Speaking of consolidation, you too could become part of an acquisition as a small company.  How do you remain competitive?

We are looking all of the various possible scenarios.  We recently created a product targeted towards corporate/businesses because these services never stop growing.  We serve many of the banks in Lebanon , all of the country, and this is a very steady stream of income for us that we intend to increase over time with the provision of complete solutions and services.  We have considered the possibility of acquisition but we are also looking at our own acquisitions and/or mergers.  I believe that as an entity we will continue to operate in broadband and telecom in Lebanon for years to come.

How do you structure your communications and marketing strategy given the current climate in Lebanon?

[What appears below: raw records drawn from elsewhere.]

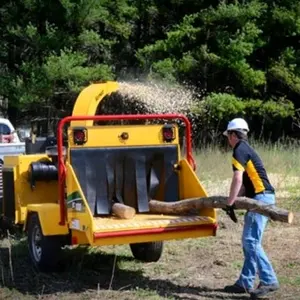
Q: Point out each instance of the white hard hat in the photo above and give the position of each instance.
(237, 124)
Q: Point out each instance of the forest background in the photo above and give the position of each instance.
(241, 58)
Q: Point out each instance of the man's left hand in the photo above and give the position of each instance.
(230, 212)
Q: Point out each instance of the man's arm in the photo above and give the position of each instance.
(236, 184)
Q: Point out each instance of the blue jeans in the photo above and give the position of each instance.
(255, 259)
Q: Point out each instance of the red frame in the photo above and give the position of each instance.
(61, 164)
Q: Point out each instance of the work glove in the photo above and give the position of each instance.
(229, 209)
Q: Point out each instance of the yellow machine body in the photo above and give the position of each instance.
(83, 194)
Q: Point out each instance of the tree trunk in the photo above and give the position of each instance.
(195, 204)
(123, 211)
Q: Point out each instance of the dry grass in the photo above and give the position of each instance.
(189, 269)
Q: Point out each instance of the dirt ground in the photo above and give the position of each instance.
(189, 269)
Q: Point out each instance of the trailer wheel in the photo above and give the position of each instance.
(147, 252)
(44, 251)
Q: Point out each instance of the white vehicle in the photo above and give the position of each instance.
(10, 143)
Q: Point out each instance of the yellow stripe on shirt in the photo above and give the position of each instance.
(253, 175)
(237, 165)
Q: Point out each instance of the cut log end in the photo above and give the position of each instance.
(123, 211)
(244, 203)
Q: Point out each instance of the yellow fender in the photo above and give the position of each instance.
(89, 98)
(49, 217)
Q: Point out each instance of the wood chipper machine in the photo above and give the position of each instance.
(62, 191)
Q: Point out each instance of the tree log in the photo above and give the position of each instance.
(123, 211)
(195, 204)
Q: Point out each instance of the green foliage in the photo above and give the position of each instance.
(243, 55)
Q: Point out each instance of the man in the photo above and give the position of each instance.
(250, 176)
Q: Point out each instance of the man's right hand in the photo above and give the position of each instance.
(230, 212)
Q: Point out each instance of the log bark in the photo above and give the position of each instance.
(123, 211)
(195, 204)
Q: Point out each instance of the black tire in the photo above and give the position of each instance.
(44, 251)
(147, 252)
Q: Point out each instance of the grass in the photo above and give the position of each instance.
(189, 269)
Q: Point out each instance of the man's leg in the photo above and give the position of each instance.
(246, 280)
(250, 241)
(267, 276)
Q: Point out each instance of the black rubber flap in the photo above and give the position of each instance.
(126, 175)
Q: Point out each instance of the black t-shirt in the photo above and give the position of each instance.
(255, 178)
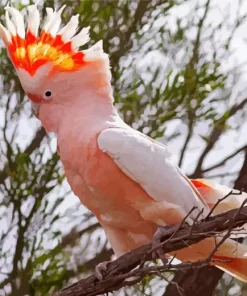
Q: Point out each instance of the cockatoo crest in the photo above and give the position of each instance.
(29, 50)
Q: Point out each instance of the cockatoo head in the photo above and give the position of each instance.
(53, 72)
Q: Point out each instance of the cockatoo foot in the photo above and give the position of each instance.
(101, 269)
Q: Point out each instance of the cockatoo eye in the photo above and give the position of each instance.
(47, 94)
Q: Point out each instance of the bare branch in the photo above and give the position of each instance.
(119, 271)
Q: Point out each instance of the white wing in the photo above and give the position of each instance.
(148, 163)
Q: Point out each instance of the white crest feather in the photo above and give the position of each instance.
(4, 34)
(55, 22)
(81, 38)
(33, 20)
(68, 31)
(18, 21)
(50, 13)
(10, 26)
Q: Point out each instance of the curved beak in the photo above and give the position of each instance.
(35, 109)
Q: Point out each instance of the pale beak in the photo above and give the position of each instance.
(35, 109)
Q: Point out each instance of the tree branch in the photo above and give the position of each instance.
(215, 135)
(120, 271)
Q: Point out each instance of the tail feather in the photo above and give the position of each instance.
(211, 192)
(233, 253)
(236, 267)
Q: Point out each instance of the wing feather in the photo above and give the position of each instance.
(149, 163)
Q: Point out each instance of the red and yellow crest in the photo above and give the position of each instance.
(29, 50)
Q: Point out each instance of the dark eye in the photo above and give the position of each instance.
(48, 94)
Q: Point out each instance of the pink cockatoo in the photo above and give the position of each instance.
(125, 178)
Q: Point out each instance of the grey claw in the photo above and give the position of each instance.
(100, 269)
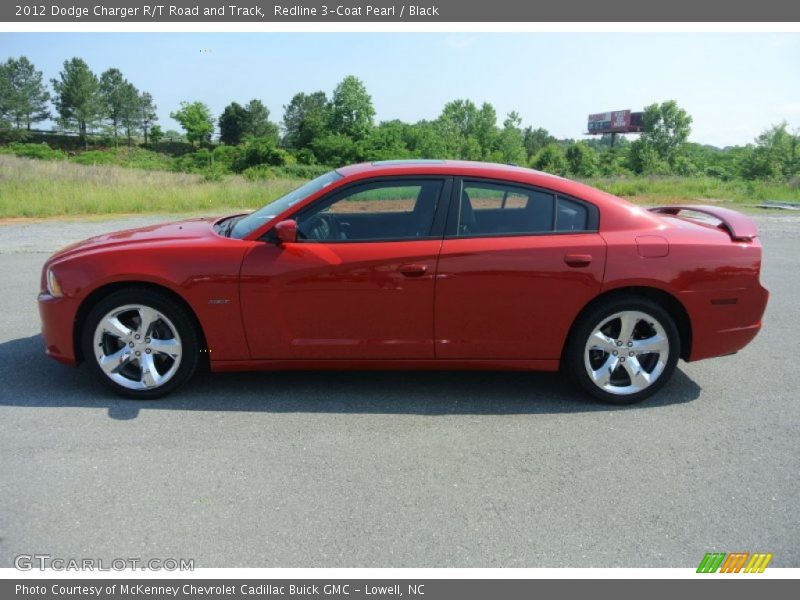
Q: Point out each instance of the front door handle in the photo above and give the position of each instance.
(413, 270)
(578, 260)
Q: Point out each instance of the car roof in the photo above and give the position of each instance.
(617, 213)
(443, 167)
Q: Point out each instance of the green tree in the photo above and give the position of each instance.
(511, 145)
(305, 119)
(385, 142)
(352, 112)
(196, 120)
(335, 149)
(581, 160)
(149, 115)
(551, 159)
(468, 132)
(113, 98)
(77, 97)
(536, 139)
(156, 135)
(23, 96)
(666, 127)
(233, 123)
(131, 110)
(258, 123)
(776, 154)
(424, 140)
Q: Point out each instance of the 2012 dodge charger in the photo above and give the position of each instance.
(413, 265)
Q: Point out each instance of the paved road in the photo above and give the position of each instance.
(378, 470)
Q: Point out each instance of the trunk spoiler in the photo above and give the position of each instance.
(740, 227)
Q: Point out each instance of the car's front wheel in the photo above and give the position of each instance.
(140, 343)
(623, 350)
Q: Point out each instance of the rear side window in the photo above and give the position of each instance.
(571, 215)
(498, 209)
(487, 208)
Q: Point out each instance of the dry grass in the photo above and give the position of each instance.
(32, 188)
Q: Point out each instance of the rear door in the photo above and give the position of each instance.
(517, 265)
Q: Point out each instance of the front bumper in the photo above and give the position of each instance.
(58, 322)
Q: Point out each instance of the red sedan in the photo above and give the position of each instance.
(413, 265)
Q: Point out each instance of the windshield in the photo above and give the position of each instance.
(253, 221)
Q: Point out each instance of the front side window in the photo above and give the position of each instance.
(381, 210)
(246, 225)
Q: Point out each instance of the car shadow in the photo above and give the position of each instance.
(30, 379)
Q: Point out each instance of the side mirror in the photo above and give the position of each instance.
(286, 231)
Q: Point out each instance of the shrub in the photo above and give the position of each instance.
(40, 151)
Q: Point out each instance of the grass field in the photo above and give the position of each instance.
(57, 188)
(34, 188)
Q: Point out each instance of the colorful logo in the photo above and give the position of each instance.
(735, 562)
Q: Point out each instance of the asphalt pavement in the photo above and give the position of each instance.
(398, 469)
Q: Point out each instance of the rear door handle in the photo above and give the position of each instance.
(413, 270)
(578, 260)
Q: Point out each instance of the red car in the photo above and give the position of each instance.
(413, 265)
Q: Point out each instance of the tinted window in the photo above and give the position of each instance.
(256, 219)
(498, 209)
(385, 210)
(571, 215)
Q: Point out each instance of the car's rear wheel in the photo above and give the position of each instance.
(623, 350)
(140, 343)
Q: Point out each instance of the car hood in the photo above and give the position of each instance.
(161, 232)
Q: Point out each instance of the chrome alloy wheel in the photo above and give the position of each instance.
(627, 352)
(137, 347)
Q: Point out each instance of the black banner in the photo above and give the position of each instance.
(429, 589)
(321, 11)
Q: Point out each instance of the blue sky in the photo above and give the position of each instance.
(734, 85)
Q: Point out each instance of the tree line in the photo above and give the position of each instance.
(316, 129)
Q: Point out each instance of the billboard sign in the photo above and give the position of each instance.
(618, 121)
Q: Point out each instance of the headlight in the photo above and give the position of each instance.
(53, 286)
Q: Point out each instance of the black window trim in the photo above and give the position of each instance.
(451, 228)
(439, 215)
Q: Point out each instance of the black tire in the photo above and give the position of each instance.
(574, 365)
(166, 306)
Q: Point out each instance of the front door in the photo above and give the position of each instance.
(359, 281)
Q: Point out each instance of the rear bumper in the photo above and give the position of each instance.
(724, 321)
(58, 319)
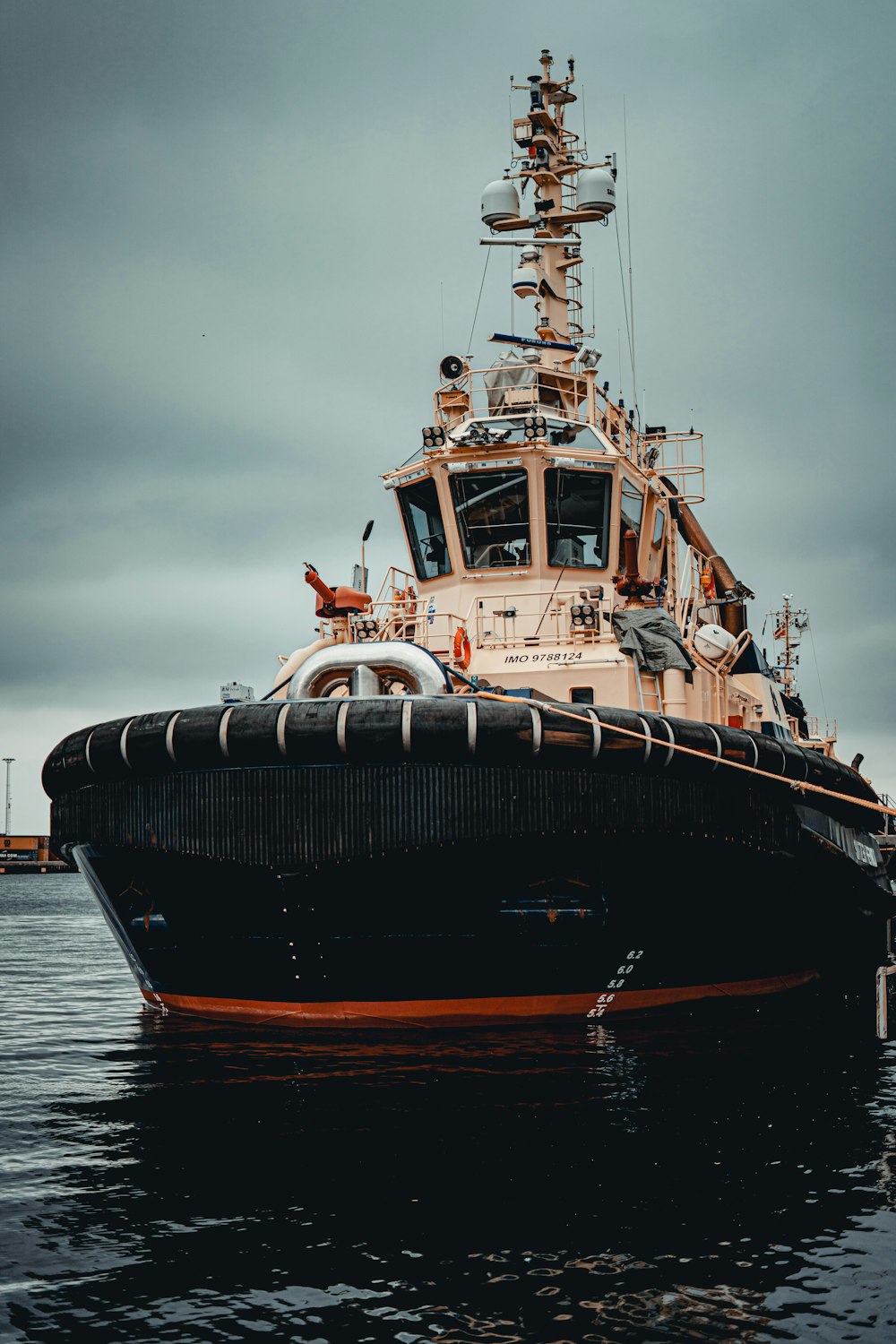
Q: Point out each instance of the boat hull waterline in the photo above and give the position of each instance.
(520, 886)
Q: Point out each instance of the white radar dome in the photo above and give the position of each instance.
(500, 201)
(595, 190)
(712, 642)
(525, 281)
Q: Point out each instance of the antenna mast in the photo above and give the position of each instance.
(8, 761)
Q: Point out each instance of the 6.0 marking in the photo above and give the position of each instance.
(616, 983)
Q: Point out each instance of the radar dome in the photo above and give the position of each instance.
(525, 281)
(595, 190)
(500, 201)
(712, 642)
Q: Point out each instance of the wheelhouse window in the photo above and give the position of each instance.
(425, 529)
(576, 513)
(492, 513)
(630, 515)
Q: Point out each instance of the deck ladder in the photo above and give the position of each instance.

This is a difficult we face regularly.  We prepare our marketing budget and strategy yet we face specific roadblocks along the way that prevent you from doing things.  There are always various levels of marketing that you can do as we take things as they come.  Over the past few years we have survived and even grown during difficult times (2006 war) and continued to operate.  Growth increases because internet demand increases at home and work during difficult times.

Would you like to enter any other domains?

We have looked at this in the past looking at web services,etc. Ultimately as a data/ISP, once you have reform and liberalization, an ISP does not provide internet and access only but also value-added services.  At one point we were the leader in this area in Lebanon and now we are looking at this again for ways to improve.  We would also like to provide VOIP when regulations allow for it.  Also, we went abroad to look at new markets and this is why we have operations in Africa (four mobile operations) and nine WiMax licenses (with two currently operational).  We have looked to the Middle East and from 2003-2007 we managed operations with the state-owned internet services in Iraq and increased their subscriptions from 5000 to 250,000.  The organization was profitable but in 2007 due to security and political pressures we pulled out.  Today we are looking at that again and due to the peace we see there we are looking at entering Iraq again.  Syria is a virgin market that remains to be tapped so there is potential there for business as well.

How can the international business community help you with the challenges you are facing in Lebanon?

We have considered partnering with equity business investors in Africa, for example and at the moment we are talking to financial institutions in Paris.  The networks we want to deploy wireless (Lebanon, Iraq, and Syria in the future) require a large investment and we would like to share the risk with these financial institutions.

“In general, the finance and business community

should look at Lebanon as a safe haven for investment .”

The World Bank expected Lebanon to see growth of 4% in 2009 yet we saw around 7% so things are positive. 

Why should financial institutions want to partner with you instead of other players in the market?

We probably have more difficult conditions for partnerships but we are established and proven ourselves since 1994 and been successful.  We are a well established, experienced partner with know how for both Lebanon and the MENA region.  In the Middle East you would not seek big partners where internet/data is a small portion of revenue.  For Africa, we are seeking mostly equity investors to share risk with as we expand.